The Gulf Oil Spill - Where Did All the Oil Go?
The explosion on April 20, 2010 at the BP-leased Deepwater Horizon drilling rig in the Gulf of Mexico off the coast of Louisiana, resulted in oil and gas rising to the surface and the oil coming ashore in many parts of the Gulf, it also resulted in the dispersment of an immense oil plume 4,000 feet below the surface of the water. Despite spanning more than 600 feet in the water column and extending more than 10 miles from the wellhead, the dispersed oil plume was gone within weeks after the wellhead was capped – degraded and diluted to undetectable levels. Furthermore, this degradation took place without significant oxygen depletion. Ecogenomics enabled discovery of new and unclassified species of oil-eating bacteria that apparently lives in the deep Gulf where oil seeps are common. This data suggests that a great potential for intrinsic bioremediation of oil plumes exists in the deep-sea and other environs in the Gulf of Mexico.

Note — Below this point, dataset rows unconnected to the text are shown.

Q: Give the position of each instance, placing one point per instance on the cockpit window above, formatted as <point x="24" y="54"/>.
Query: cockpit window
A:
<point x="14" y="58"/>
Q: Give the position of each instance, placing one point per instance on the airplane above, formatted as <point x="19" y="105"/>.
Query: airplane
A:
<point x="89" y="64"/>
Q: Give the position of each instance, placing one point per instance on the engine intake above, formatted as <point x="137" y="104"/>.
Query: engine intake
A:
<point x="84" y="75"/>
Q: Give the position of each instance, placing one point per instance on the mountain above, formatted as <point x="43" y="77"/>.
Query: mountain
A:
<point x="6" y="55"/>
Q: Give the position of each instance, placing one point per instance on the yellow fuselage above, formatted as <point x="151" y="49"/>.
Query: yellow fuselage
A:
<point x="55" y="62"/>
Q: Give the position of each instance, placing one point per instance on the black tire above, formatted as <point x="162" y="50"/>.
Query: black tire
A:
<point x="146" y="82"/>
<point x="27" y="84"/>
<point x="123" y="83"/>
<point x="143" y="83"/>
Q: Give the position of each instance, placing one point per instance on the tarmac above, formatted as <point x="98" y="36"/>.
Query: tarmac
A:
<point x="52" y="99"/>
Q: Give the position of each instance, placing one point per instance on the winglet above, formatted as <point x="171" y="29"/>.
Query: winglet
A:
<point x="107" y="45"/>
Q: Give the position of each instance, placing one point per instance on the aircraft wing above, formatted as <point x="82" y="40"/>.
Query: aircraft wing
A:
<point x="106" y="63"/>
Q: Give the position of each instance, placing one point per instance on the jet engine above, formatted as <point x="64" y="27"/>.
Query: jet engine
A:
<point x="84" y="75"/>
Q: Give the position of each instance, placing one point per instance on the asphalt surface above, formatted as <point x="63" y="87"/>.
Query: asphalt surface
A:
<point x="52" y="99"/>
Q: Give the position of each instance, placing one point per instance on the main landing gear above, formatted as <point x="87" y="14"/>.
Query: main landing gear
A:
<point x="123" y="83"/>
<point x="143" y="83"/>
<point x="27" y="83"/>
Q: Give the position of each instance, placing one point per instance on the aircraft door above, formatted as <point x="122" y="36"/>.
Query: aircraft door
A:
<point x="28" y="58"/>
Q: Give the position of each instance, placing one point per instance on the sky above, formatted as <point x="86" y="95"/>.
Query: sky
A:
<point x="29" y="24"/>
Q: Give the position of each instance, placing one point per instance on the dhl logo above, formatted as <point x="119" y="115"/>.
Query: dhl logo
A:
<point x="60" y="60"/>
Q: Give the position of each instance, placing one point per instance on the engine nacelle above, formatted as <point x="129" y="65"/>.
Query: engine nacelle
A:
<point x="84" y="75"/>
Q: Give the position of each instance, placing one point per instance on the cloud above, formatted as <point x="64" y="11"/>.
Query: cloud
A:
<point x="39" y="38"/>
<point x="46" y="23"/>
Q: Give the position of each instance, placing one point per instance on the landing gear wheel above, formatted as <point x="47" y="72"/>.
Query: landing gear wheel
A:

Brief Bio: Terry Hazen is a microbial ecologist with Lawrence Berkeley National Laboratory where he heads both the Ecology Department and the Center for Environmental Biotechnology. When a deepwater oil plume was formed in the aftermath of the explosion of the Deepwater Horizon drilling rig in the Gulf of Mexico this past summer, Terry Hazen led a team that was able to directly study the microbial activity within the oil plume. His report that the oil had been degraded to virtually undetectable levels within a few weeks after the damaged wellhead was finally sealed made headlines across the country.